O vídeo produzido apresenta qualidade cinematográfica, com cenários juninos detalhados, personagens realistas em trajes típicos e narração em português sem sotaque robótico.
Os custos e benefícios da tecnologia
Uma das questões centrais do debate é o aspecto financeiro. O Veo 3 custa entre R$ 96,99 e R$ 1.209,90 por mês, valor que pode ser mais acessível para uma prefeitura do que contratar uma equipe completa de produção audiovisual. Para gestores públicos com orçamentos limitados, essa tecnologia representa uma oportunidade de criar materiais promocionais profissionais com investimento reduzido.
Entretanto, essa economia levanta questões importantes sobre o impacto no mercado de trabalho local. Profissionais como atores, figurinistas, cinegrafistas e técnicos de som ficaram de fora do processo, perdendo oportunidades de renda e desenvolvimento profissional.
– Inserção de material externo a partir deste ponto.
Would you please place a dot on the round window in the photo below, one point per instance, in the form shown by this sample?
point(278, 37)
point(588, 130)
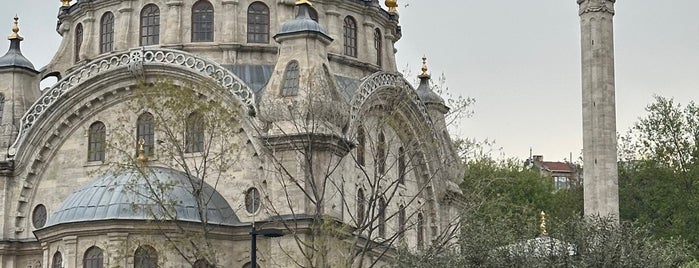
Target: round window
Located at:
point(252, 200)
point(39, 216)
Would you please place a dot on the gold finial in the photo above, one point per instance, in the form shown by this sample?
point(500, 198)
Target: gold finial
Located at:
point(301, 2)
point(424, 73)
point(392, 6)
point(542, 226)
point(142, 159)
point(15, 30)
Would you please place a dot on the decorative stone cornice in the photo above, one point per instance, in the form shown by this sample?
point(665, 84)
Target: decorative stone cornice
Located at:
point(593, 6)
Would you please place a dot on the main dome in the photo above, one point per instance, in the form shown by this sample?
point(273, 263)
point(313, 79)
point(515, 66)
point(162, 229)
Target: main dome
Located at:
point(126, 196)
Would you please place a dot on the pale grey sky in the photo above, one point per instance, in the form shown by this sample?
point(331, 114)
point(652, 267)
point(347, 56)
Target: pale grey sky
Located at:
point(520, 60)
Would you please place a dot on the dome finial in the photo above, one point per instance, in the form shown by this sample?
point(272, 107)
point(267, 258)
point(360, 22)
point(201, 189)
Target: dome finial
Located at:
point(142, 159)
point(392, 6)
point(424, 73)
point(15, 31)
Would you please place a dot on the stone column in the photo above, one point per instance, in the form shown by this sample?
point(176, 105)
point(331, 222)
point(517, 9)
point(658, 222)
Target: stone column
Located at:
point(171, 30)
point(601, 194)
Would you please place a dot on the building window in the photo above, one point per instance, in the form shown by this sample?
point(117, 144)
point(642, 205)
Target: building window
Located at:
point(361, 145)
point(381, 153)
point(382, 217)
point(107, 33)
point(145, 257)
point(420, 232)
point(93, 258)
point(194, 134)
point(96, 141)
point(378, 45)
point(350, 36)
point(78, 40)
point(290, 86)
point(401, 223)
point(57, 261)
point(145, 131)
point(361, 206)
point(150, 25)
point(202, 22)
point(252, 200)
point(39, 216)
point(258, 23)
point(401, 165)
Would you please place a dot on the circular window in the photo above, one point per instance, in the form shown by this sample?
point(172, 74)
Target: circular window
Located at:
point(39, 216)
point(252, 200)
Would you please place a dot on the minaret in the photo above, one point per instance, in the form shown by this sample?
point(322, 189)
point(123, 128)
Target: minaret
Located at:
point(601, 193)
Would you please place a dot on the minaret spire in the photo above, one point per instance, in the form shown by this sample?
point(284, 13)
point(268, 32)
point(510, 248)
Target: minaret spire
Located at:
point(601, 190)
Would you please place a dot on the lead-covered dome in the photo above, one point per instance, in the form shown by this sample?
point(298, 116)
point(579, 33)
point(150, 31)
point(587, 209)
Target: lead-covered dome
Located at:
point(126, 196)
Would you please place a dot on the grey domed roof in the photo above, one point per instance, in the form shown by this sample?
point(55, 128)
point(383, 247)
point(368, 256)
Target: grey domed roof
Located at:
point(426, 94)
point(126, 196)
point(302, 24)
point(14, 57)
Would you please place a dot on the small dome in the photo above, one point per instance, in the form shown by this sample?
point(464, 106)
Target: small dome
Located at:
point(302, 24)
point(126, 196)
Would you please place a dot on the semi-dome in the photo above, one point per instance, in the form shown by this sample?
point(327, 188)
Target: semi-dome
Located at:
point(126, 196)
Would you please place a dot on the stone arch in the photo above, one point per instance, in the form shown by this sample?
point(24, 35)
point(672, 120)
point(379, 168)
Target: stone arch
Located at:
point(134, 61)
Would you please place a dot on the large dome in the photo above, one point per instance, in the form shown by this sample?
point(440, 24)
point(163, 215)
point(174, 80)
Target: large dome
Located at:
point(126, 196)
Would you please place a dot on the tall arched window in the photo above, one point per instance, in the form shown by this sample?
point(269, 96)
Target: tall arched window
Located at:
point(361, 145)
point(150, 25)
point(361, 206)
point(202, 21)
point(57, 261)
point(350, 36)
point(381, 153)
point(96, 141)
point(93, 258)
point(107, 32)
point(258, 23)
point(420, 231)
point(378, 46)
point(145, 257)
point(145, 131)
point(194, 134)
point(401, 165)
point(290, 85)
point(78, 40)
point(382, 217)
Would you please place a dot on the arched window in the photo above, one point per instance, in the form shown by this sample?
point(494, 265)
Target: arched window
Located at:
point(350, 36)
point(145, 257)
point(78, 40)
point(150, 25)
point(145, 131)
point(107, 32)
point(290, 85)
point(361, 206)
point(93, 258)
point(57, 261)
point(382, 217)
point(96, 141)
point(401, 165)
point(194, 134)
point(361, 145)
point(258, 23)
point(401, 222)
point(202, 21)
point(420, 231)
point(252, 200)
point(381, 153)
point(378, 46)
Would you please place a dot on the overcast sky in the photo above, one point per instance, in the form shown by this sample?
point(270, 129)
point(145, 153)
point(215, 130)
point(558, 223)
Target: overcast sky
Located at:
point(520, 60)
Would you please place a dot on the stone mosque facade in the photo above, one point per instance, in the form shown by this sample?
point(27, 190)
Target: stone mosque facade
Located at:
point(278, 60)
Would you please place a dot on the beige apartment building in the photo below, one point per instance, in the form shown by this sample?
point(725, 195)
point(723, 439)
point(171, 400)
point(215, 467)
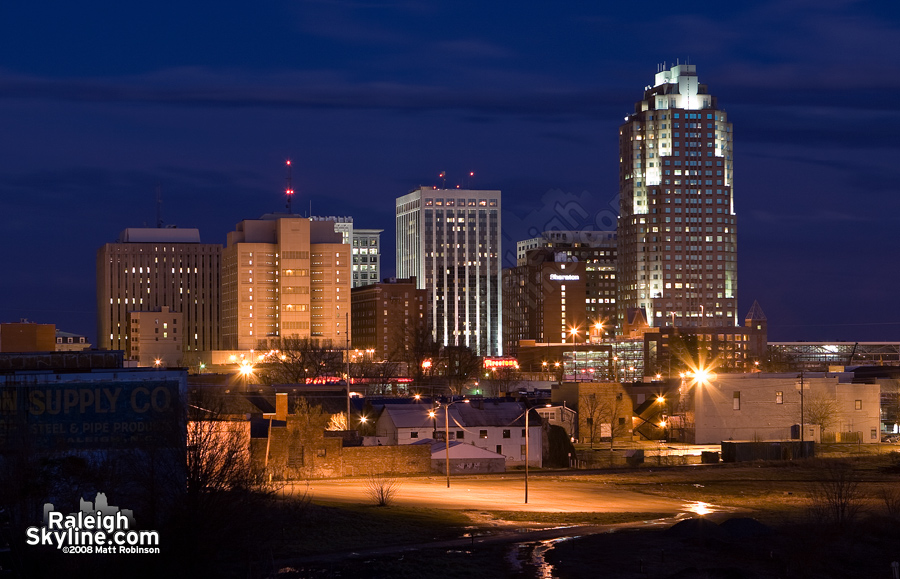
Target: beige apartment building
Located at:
point(155, 338)
point(387, 316)
point(677, 234)
point(151, 268)
point(284, 276)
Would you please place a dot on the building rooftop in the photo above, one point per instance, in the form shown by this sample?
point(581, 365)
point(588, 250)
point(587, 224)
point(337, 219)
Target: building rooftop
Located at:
point(159, 235)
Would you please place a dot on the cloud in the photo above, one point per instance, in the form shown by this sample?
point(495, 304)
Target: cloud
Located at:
point(821, 216)
point(473, 48)
point(203, 87)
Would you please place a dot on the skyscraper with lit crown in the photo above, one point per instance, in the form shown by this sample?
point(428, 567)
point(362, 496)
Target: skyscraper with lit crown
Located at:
point(449, 239)
point(677, 254)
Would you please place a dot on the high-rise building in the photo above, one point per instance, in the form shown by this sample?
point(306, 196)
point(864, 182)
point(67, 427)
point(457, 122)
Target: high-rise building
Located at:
point(284, 276)
point(597, 249)
point(544, 300)
point(677, 259)
point(449, 239)
point(156, 338)
point(148, 268)
point(387, 317)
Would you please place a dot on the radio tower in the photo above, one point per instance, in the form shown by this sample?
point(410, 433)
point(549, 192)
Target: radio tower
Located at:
point(289, 190)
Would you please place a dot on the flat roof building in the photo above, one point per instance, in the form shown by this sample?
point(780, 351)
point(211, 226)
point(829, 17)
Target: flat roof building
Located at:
point(449, 240)
point(149, 268)
point(284, 276)
point(677, 236)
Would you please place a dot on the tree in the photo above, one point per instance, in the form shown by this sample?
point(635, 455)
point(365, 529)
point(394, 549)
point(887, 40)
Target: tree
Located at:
point(459, 364)
point(836, 497)
point(414, 347)
point(613, 410)
point(299, 360)
point(684, 351)
point(589, 409)
point(604, 404)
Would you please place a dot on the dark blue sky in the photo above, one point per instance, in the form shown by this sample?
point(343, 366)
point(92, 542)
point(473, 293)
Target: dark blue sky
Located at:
point(101, 102)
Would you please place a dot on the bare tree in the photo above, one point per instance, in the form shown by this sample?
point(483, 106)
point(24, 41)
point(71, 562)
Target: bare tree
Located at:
point(836, 498)
point(382, 489)
point(589, 410)
point(299, 360)
point(376, 375)
point(613, 411)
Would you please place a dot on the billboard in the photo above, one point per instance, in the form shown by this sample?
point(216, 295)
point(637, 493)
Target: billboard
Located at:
point(91, 414)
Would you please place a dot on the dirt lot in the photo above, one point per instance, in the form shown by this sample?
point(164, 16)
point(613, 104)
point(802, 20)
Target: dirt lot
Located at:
point(796, 529)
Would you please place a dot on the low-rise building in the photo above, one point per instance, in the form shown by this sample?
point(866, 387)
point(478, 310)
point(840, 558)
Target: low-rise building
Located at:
point(771, 407)
point(155, 338)
point(492, 425)
point(25, 336)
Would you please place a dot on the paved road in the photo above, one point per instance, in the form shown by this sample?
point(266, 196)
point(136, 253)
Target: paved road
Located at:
point(496, 493)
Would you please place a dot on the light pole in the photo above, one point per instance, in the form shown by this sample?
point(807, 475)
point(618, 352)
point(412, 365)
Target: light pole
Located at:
point(426, 365)
point(446, 406)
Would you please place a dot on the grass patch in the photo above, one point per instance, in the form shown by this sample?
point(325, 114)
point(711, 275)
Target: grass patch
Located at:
point(556, 518)
point(324, 529)
point(427, 564)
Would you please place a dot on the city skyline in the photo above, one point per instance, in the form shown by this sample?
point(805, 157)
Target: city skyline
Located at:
point(104, 105)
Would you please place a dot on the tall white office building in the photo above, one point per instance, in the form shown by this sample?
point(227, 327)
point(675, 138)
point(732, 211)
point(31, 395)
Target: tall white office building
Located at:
point(449, 239)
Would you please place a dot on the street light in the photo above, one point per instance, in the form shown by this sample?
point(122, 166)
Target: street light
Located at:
point(446, 406)
point(574, 332)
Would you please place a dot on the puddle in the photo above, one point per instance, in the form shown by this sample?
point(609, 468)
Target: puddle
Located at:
point(527, 559)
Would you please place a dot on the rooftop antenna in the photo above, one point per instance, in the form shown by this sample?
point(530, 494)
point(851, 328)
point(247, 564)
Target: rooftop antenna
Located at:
point(158, 206)
point(289, 190)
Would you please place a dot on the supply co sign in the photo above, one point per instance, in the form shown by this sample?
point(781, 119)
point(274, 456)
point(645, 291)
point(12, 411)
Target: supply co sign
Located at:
point(88, 416)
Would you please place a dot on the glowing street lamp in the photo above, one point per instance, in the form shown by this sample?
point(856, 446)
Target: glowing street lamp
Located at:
point(432, 414)
point(574, 332)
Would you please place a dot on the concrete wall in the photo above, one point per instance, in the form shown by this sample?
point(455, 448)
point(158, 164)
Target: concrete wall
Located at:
point(469, 465)
point(745, 407)
point(301, 451)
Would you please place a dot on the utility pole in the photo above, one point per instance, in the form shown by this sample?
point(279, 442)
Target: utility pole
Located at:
point(527, 410)
point(347, 335)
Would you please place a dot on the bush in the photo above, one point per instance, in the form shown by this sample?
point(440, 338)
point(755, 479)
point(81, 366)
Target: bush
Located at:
point(836, 498)
point(382, 489)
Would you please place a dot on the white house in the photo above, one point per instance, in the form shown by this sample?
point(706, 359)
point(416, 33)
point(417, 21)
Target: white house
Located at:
point(495, 426)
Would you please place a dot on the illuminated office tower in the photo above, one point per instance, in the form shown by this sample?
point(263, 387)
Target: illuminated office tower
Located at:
point(677, 236)
point(149, 268)
point(449, 239)
point(284, 276)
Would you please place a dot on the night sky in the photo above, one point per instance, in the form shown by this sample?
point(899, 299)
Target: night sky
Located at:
point(100, 103)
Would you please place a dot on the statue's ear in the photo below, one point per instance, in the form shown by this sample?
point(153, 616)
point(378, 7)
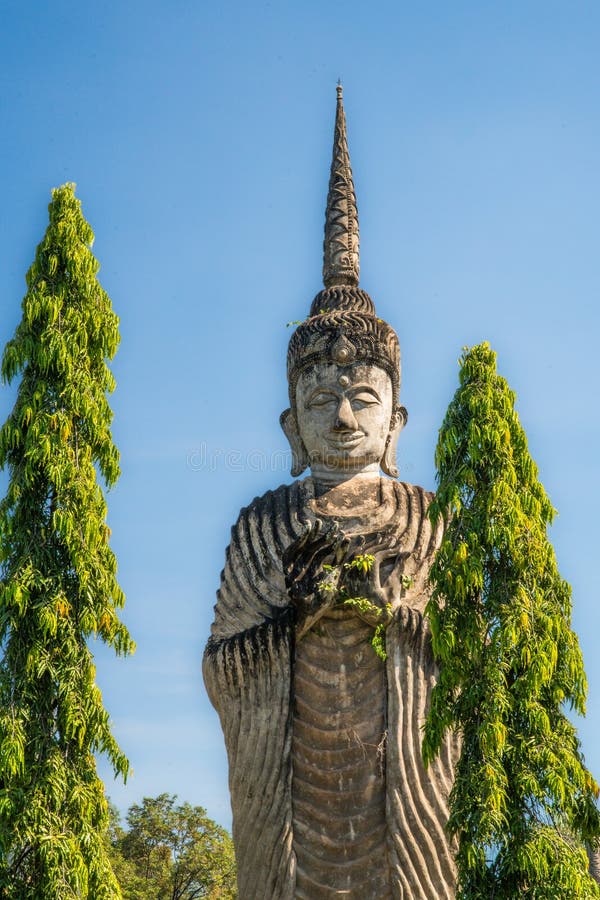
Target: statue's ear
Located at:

A reação dos profissionais criativos
A resposta da comunidade artística foi imediata e contundente. Profissionais da cultura criticaram duramente a decisão, alegando que "nenhum ator, figurinista ou cinegrafista foi contratado" e que a medida é "ofensiva e desrespeitosa com trabalhadores da arte".
Para muitos, existe algo fundamental que não pode ser automatizado: a alma de uma festa popular. A cultura, segundo os críticos, é feita por pessoas e carrega elementos humanos que a tecnologia não consegue replicar de forma autêntica.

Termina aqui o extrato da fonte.